Why doesn't it work.

When you do ...

div.innerHTML += '<input type="button" value="' + i + '" />';


... on each iteration of the loop, you destroy the old DOM nodes inside div

(and therefore their handlers) and recreate the new nodes (but not the handlers). Destruction includes items input

that were added in previous iterations.

This is why only the last one works, since after that you assigned the handler to the last element and the others are completely new and untouched.


Instead of treating the DOM as if it were a string of HTML markup, consider using DOM methods to create the element ...

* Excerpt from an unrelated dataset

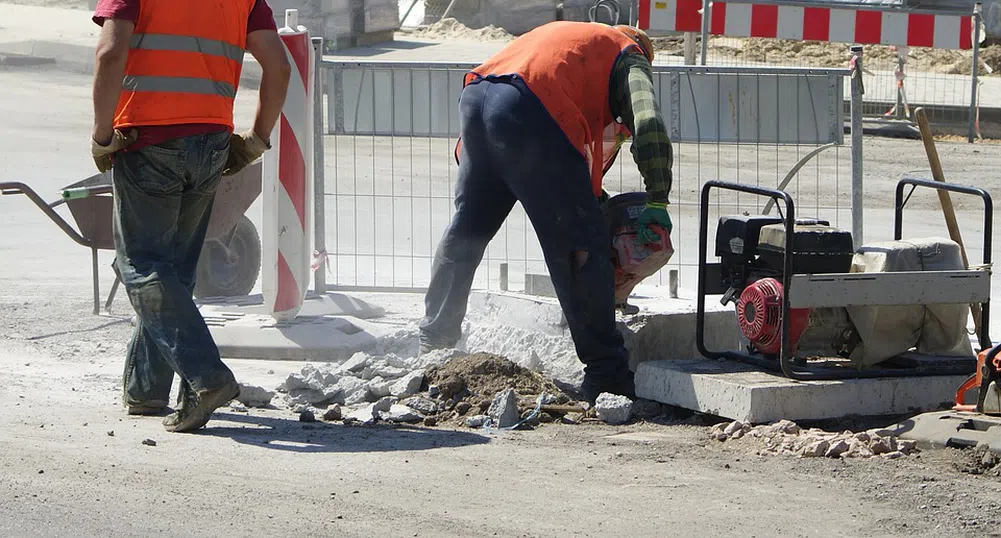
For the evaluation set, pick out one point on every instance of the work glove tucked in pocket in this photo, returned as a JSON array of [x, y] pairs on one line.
[[103, 153], [654, 213], [244, 148]]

for(var i = 0; i <= 2; i++) {
    var input = document.createElement('input');
    input.type = 'button';
    input.value = i;
    input.addEventListener('click', callbacks[i], false);


Note that I removed the immediately callable function. This was not necessary for your code as it i

is evaluated in a loop, not later in the handler.

The DOM is not HTML, but it .innerHTML

makes you think it is.

It's important to understand innerHTML

. There is no HTML markup when working with the DOM. So when you get it .innerHTML

, the DOM is parsed and a new line of HTML is created.

When you assign .innerHTML

, you destroy all current content and replace it with new nodes created from the HTML string.

So when you ...

div.innerHTML += '<input...>'


... you first create a new HTML line from the current content, then concatenate the new HTML content into a string, then destroy the old nodes and create new ones from the new line.

This is terribly inefficient, and as you've seen, it destroys any data associated with the original elements, including handlers.